Vale a pena?
A resposta curta é: depende do perfil da casa. Se há consumo durante o dia, telhado com boa exposição e intenção de ficar no imóvel durante vários anos, o autoconsumo solar pode fazer sentido. Se o consumo é baixo, o telhado tem sombras fortes ou a casa vai ser vendida em breve, o retorno pode ser mais fraco.
O ponto central não é apenas produzir energia. É produzir energia quando ela é útil para a casa e dimensionar o sistema para evitar investimento em excesso.
O que deve ser avaliado
Antes de avançar, confirme:
- consumo anual e perfil diário da casa;
- orientação e inclinação do telhado;
- sombreamento de árvores, chaminés ou prédios;
- espaço para inversor e cabos;
- necessidade de bateria ou não;
- possibilidade de vender excedente ou partilhar energia.

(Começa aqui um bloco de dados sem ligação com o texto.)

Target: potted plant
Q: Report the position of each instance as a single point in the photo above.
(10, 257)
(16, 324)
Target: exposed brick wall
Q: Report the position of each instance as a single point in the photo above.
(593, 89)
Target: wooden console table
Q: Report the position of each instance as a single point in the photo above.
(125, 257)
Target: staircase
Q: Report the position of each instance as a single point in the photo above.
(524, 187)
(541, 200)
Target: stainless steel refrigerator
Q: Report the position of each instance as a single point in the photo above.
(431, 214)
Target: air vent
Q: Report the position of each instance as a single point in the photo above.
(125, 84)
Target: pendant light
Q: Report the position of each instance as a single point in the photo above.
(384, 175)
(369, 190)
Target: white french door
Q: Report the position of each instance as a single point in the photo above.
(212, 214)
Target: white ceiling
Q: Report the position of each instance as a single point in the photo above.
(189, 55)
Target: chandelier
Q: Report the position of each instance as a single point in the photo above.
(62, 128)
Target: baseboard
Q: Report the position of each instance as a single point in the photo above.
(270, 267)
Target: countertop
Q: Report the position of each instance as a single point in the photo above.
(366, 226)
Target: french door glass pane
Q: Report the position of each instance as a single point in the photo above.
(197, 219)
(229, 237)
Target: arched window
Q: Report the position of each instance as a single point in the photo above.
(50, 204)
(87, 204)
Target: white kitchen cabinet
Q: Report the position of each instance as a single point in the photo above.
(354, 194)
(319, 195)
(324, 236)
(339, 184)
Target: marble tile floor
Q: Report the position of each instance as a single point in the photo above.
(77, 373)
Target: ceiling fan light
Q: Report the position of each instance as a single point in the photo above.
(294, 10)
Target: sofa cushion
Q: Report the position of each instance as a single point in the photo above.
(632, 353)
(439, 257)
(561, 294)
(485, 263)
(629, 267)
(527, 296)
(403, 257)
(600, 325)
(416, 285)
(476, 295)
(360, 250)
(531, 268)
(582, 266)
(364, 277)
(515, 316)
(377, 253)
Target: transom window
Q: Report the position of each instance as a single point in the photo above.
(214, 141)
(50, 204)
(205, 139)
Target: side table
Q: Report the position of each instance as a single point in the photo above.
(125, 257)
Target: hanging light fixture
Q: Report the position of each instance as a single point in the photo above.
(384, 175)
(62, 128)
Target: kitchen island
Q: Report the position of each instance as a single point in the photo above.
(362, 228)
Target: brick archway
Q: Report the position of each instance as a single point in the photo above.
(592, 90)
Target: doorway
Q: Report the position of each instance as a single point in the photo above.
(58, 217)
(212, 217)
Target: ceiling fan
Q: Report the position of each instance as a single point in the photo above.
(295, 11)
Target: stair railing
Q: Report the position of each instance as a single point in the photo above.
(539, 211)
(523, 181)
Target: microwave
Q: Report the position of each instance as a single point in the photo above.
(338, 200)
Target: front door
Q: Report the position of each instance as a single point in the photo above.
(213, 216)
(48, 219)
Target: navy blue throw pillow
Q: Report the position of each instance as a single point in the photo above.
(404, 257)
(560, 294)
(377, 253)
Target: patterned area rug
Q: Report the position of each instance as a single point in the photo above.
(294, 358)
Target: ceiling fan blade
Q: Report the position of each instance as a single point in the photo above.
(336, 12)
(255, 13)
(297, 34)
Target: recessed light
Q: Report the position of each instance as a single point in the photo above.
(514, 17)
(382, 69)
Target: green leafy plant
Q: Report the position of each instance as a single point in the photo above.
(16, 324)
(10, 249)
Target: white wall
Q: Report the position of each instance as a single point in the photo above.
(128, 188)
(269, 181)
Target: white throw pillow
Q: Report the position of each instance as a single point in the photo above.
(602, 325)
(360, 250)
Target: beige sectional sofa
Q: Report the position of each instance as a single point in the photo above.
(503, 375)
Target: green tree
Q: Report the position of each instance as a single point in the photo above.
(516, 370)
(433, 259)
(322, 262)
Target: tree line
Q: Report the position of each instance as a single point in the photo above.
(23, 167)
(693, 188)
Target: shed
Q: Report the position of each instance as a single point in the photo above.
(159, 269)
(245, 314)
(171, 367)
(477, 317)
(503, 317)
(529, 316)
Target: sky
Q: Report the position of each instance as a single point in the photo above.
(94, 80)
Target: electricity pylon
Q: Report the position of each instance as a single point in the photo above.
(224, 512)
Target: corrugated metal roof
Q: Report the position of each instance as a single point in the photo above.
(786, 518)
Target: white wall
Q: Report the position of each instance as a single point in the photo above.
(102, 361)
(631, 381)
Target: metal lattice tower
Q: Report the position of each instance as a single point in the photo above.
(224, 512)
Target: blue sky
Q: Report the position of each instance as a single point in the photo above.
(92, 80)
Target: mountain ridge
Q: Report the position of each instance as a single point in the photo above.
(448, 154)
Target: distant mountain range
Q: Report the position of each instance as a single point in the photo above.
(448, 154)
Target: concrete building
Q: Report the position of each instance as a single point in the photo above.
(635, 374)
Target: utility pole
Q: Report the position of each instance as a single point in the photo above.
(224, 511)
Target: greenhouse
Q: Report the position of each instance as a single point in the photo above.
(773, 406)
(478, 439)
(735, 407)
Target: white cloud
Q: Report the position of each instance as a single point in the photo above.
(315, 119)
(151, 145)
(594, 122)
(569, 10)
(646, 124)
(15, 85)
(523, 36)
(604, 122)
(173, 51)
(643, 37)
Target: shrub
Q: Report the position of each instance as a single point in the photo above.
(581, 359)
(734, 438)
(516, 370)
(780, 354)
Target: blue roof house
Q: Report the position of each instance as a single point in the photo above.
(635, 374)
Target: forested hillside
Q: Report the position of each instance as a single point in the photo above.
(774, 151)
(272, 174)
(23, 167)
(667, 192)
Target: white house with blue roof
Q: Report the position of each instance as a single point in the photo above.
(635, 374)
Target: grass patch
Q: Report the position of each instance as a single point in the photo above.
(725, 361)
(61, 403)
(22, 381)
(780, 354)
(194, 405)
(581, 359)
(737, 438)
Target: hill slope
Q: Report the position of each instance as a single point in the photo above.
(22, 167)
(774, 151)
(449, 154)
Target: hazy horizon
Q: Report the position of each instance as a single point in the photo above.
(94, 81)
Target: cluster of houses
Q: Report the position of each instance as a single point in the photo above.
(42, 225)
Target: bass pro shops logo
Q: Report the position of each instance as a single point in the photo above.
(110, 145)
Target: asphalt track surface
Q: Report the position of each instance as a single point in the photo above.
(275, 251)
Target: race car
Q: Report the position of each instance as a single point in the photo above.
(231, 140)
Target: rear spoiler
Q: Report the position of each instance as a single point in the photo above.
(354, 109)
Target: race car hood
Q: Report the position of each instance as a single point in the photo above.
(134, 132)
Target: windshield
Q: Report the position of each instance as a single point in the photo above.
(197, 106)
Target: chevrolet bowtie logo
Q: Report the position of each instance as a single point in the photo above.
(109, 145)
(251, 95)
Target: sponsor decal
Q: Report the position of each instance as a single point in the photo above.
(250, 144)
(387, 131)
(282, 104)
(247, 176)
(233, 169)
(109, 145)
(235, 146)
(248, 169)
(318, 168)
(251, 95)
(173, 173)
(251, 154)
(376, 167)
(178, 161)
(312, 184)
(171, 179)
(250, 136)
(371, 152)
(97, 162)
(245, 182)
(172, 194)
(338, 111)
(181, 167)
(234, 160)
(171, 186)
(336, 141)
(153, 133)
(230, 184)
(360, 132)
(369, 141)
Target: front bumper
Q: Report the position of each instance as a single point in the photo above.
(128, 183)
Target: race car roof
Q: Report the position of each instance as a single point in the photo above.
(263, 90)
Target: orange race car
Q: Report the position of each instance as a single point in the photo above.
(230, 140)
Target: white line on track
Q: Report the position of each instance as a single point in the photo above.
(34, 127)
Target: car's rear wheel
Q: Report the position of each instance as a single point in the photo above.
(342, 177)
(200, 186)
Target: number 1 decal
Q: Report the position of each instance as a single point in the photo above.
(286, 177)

Quanto melhor for o encaixe entre produção solar e consumo doméstico, maior tende a ser a utilidade prática do sistema.
O que diz a DGEG
A DGEG enquadra a produção descentralizada e o autoconsumo através de UPAC, bem como as comunidades de energia renovável. O regime permite que uma casa ou um grupo de consumidores use energia produzida perto do local de consumo e organize a partilha de energia conforme as regras aplicáveis.
Um sistema bem montado não serve apenas para “ter painéis”. Serve para usar melhor a energia local e reduzir a dependência da rede nas horas certas.
Autoconsumo não é milagre
Painéis solares não anulam a fatura por si só. Se a casa consome muito à noite e pouco durante o dia, o sistema pode produzir quando menos útil é. Por isso o dimensionamento conta tanto como a tecnologia.
A melhor pergunta não é “quantos painéis consigo pôr?”, mas “quantos painéis faz sentido pôr para o meu consumo real?”.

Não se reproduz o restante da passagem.